O passo seguinte será a avaliação dos títulos, incluindo a Visão, a revista Exame e o Jornal de Letras, uma imposição dos dois maiores credores da TIN, a Segurança Social e a Autoridade Tributária — procedimento que levará cerca de “três semanas a um mês” a concluir.
A empresa que avaliará os títulos, isto é, o preço base do leilão será escolhida pelo administrador de insolvência, André Correia Pais. Isto porque a assembleia de credores da TIN, que integra ainda, designadamente, o Novo Banco, a Impresa e representantes dos trabalhadores, não respondeu dentro do prazo ao administrador judicial sobre qual a empresa a contratar para proceder à avaliação.

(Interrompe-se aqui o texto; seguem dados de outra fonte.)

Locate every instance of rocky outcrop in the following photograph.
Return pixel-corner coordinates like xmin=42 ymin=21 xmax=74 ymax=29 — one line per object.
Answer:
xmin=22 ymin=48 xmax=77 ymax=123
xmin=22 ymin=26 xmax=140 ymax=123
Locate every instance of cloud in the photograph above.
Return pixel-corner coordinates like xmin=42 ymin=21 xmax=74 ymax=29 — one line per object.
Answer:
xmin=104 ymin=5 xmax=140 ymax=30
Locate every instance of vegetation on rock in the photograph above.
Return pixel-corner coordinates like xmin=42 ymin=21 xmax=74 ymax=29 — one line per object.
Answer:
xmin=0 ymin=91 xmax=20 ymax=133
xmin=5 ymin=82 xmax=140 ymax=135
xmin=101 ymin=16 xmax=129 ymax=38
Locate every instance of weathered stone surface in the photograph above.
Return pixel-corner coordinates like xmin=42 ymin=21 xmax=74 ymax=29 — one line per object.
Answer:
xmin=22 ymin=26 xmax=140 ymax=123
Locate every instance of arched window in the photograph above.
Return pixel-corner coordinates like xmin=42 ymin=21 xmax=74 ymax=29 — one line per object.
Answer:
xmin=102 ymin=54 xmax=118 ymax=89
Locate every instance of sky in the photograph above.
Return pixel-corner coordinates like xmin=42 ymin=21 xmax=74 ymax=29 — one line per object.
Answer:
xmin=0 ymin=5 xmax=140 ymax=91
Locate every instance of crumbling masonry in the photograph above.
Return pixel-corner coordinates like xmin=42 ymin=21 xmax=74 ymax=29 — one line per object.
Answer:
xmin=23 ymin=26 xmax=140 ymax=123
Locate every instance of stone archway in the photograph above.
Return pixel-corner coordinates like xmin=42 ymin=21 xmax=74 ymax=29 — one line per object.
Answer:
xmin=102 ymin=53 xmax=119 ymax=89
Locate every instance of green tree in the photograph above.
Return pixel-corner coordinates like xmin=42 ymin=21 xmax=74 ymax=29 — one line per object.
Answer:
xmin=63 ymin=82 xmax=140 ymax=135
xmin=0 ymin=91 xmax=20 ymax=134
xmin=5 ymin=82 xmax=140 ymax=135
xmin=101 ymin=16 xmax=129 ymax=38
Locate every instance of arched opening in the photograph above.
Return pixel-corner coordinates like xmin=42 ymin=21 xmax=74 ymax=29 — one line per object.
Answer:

A opção de venda através de leilão é certa, porque existem já vários interessados em fazer propostas de compra, pelo menos no caso da revista Visão. Entre os interessados estão colaboradores da revista que pretendem fazer uma angariação de fundos (crowdfunding) para tentar adquirir a publicação. A revista tem continuado a ser publicada por uma dúzia de jornalistas em regime de teletrabalho.
Entretanto, já se procedeu à venda em leilão de equipamento e material da empresa que já tinha sido despejada das suas instalações no Tagus Park, o que rendeu pouco mais de 19 mil euros.
A liquidação da TIN irá colocar um ponto final no calvário de um grupo de media que nasceu “torto”. Recorde-se que Luís Delgado criou a empresa em 2017 para adquirir à Impresa um conjunto de publicações que se revelaram “tóxicas”. Desde cedo que a TIN acumulou dívidas ao Fisco e à Segurança Social, sendo as suas principais marcas penhoradas em 2020 pelo Estado.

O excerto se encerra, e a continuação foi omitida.